Enthalpy change, typically represented by ΔH, is a measure of the total energy exchanged during a chemical reaction. It plays a significant role in understanding the thermodynamics and feasibility of reactions, as well as predicting the energy released or consumed in chemical processes. In this article, we will discuss how to calculate the enthalpy change for a given reaction using three common methods: Hess’s Law, calorimetry, and bond enthalpy calculations.

Method 1: Hess’s Law

Hess’s law states that the enthalpy change of a reaction is the same regardless of the path taken to reach the final state. To apply Hess’s Law:

1. Identify the target reaction and find its formation reactions for each reactant and product.

2. Manipulate these formation reactions to match the target reaction’s stoichiometry.

3. Add up the enthalpies of each manipulated formation reactions to determine the overall ΔH.

Example:

Consider the combustion of ethane (C2H6) to produce carbon dioxide (CO2) and water (H2O).

C2H6 + 7/2 O2 → 2 CO2 + 3 H2O

Using standard enthalpies of formation for C2H6, CO2, and H2O, we can calculate ΔH:

ΔH = [2(ΔHf°[CO2]) + 3(ΔHf°[H2O])] – [(ΔHf°[C2H6]) + 7/2(ΔHf°[O2])]

ΔH = [(−393.5 kJ/mol) * 2 + (−285.8 kJ/mol) * 3] -[-83.8 kJ/mol]= -1426.4 kJ/mol

Method 2: Calorimetry

Calorimetry involves measuring the heat exchanged in a reaction to determine the enthalpy change.
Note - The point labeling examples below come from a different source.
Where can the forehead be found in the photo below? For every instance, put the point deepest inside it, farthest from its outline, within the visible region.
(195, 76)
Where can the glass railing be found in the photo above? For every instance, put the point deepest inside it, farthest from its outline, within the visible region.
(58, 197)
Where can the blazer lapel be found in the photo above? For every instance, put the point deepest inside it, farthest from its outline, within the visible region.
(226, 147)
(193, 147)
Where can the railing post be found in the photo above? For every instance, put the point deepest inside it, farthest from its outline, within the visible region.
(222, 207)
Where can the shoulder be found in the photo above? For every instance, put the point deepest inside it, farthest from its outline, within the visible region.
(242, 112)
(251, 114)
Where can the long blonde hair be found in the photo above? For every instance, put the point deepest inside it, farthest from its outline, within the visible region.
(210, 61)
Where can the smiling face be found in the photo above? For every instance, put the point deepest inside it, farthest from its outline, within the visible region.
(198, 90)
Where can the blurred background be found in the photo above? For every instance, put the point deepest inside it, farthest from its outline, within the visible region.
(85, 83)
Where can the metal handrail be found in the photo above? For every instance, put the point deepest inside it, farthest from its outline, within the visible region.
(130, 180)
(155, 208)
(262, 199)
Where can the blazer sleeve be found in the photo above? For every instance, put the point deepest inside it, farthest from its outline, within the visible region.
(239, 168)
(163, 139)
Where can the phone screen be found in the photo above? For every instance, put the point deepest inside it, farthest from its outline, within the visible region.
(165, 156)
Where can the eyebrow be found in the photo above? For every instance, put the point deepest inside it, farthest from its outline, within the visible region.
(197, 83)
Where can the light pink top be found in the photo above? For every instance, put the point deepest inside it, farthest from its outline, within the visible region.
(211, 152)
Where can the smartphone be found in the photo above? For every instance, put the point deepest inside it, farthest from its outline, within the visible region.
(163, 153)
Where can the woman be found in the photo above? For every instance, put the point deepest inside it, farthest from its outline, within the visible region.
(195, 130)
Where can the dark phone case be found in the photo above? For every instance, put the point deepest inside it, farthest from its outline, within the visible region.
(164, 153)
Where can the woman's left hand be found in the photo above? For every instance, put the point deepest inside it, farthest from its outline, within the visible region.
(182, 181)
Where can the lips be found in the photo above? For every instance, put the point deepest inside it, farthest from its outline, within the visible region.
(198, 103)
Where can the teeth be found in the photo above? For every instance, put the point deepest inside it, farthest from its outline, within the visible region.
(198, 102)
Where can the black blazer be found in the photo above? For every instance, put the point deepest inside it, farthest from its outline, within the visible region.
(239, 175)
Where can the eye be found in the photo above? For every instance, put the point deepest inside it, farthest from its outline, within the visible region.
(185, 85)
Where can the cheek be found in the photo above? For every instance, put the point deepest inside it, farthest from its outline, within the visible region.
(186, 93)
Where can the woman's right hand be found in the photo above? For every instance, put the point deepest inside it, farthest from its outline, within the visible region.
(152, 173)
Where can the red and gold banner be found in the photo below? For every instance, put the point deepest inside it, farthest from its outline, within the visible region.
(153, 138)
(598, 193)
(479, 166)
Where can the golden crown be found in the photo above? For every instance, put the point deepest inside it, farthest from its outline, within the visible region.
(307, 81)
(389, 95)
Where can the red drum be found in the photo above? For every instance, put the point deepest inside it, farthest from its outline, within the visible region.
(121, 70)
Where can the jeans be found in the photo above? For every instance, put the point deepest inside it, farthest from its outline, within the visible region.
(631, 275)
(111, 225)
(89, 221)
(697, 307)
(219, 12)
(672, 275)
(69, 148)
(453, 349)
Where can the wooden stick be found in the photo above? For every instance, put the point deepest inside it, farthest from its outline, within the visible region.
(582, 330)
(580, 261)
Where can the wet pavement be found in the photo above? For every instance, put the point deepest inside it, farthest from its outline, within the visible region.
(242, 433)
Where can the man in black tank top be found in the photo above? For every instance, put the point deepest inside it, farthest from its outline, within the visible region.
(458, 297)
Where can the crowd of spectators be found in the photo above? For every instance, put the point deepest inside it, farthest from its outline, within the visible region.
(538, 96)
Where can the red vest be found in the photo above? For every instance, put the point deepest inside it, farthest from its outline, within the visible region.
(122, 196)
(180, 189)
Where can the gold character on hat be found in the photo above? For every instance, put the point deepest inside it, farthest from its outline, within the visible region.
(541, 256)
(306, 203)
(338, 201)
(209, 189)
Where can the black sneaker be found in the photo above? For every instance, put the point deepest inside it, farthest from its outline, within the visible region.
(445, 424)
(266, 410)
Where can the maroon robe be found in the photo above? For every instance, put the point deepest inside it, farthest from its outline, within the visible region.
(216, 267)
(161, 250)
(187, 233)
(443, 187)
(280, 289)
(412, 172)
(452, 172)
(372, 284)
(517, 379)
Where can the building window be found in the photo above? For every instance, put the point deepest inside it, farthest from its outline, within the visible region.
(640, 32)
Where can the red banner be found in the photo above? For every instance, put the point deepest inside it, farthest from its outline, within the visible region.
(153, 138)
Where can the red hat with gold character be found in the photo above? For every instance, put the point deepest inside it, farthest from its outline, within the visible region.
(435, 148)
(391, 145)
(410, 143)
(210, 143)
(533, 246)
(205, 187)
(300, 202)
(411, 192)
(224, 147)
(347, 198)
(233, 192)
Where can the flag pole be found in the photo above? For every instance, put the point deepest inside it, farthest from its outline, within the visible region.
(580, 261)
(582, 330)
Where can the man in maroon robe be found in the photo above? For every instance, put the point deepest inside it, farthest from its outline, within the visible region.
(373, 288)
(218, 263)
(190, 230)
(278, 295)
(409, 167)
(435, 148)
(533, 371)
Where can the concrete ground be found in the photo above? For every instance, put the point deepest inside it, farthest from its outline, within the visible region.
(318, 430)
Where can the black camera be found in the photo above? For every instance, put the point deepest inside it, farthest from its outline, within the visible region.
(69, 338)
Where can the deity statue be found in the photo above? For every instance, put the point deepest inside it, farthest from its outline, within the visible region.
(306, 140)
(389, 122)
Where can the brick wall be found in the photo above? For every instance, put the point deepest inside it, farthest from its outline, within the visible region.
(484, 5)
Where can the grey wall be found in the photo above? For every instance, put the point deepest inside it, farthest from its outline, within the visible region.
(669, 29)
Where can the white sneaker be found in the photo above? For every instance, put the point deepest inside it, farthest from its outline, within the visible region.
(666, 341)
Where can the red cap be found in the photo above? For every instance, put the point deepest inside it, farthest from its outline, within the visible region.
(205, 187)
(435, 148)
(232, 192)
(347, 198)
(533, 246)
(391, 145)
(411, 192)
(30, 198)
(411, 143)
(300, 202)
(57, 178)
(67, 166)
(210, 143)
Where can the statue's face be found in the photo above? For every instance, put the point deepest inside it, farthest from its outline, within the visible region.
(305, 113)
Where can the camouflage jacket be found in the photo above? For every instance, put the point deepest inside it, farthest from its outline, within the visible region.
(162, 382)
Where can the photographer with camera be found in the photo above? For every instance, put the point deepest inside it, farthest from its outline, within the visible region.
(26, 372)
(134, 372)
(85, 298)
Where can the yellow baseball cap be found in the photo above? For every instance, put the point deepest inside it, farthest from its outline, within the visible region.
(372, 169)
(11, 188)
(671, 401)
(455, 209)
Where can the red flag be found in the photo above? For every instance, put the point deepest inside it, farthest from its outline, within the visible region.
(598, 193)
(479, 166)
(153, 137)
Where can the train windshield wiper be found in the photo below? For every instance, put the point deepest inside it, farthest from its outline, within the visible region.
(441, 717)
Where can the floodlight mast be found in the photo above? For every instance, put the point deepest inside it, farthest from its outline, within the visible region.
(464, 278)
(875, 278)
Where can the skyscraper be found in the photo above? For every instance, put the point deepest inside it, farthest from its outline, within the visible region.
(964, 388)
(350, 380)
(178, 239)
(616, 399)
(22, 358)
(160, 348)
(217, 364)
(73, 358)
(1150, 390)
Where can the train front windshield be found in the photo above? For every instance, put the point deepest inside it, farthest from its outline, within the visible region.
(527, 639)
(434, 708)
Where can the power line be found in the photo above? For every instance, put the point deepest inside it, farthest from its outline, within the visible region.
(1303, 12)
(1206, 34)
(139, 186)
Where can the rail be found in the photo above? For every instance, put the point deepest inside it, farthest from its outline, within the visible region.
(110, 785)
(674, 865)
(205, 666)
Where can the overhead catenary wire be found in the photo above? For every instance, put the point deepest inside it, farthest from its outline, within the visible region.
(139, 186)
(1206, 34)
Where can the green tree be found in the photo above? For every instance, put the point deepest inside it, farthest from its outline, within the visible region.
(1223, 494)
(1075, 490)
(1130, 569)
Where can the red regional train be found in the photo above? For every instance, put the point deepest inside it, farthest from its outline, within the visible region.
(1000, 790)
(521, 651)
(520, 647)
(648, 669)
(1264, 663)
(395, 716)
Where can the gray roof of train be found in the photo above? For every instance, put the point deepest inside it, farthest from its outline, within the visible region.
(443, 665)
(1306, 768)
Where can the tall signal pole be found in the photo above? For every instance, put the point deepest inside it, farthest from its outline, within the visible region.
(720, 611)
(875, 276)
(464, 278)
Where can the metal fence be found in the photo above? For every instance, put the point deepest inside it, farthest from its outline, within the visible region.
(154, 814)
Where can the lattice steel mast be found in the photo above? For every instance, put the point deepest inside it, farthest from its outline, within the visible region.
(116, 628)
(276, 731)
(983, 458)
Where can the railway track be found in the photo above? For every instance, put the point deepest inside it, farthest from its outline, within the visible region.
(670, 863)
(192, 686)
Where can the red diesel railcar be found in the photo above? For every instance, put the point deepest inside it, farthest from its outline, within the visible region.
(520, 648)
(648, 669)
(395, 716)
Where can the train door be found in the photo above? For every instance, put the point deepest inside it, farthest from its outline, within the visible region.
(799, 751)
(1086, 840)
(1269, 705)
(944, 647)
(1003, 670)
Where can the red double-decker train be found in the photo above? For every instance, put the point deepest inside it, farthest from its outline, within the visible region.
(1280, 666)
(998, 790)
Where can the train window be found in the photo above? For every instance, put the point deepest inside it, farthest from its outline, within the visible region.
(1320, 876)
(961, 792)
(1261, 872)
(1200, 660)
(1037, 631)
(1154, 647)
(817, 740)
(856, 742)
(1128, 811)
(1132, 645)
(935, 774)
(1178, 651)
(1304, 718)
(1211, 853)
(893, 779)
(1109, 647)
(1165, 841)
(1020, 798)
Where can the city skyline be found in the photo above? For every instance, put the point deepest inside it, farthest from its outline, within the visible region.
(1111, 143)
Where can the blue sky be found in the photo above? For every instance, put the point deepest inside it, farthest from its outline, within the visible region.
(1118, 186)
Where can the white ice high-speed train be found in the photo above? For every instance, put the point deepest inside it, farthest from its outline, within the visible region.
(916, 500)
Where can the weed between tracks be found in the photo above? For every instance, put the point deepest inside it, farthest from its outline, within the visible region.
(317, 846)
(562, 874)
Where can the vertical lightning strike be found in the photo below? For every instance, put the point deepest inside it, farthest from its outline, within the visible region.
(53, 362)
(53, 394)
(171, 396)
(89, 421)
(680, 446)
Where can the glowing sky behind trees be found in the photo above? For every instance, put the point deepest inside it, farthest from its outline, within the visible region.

To perform calorimetry:

1. Set up an insulated container (calorimeter) that contains a known mass of reactants.

2. Measure the initial temperature before initiating the reaction.

3. Record the maximum or minimum temperature change after the reaction is complete.

4. Calculate ΔH using the formula: q = mcΔT, where q is heat exchanged, m is mass, c is specific heat capacity, and

ΔT is temperature change.

Method 3: Bond Enthalpy Calculations

Enthalpy change can be calculated based on bond dissociation energies. To calculate ΔH using bond enthalpies:

1. Write down the balanced chemical equation for the target reaction.

2. Calculate bond enthalpy changes by breaking all existing bonds in reactants and forming new bonds in products.

3. Determine ΔH by taking the difference between the total energy required to break bonds (ΔHb) and the total energy released by forming bonds (ΔHf).

ΔH = ΔHb – ΔHf

Conclusion:

Calculating enthalpy change is a significant step in understanding chemical reactions and their energy exchange processes, whether it be through Hess’s Law, calorimetry, or bond enthalpy calculations. Each method shines under different circumstances, with Hess’s Law being useful for obtaining accurate values from standard enthalpies, calorimetry suited for experimental determination of heat exchange, and bond enthalpy calculations providing estimates based on individual bond strengths.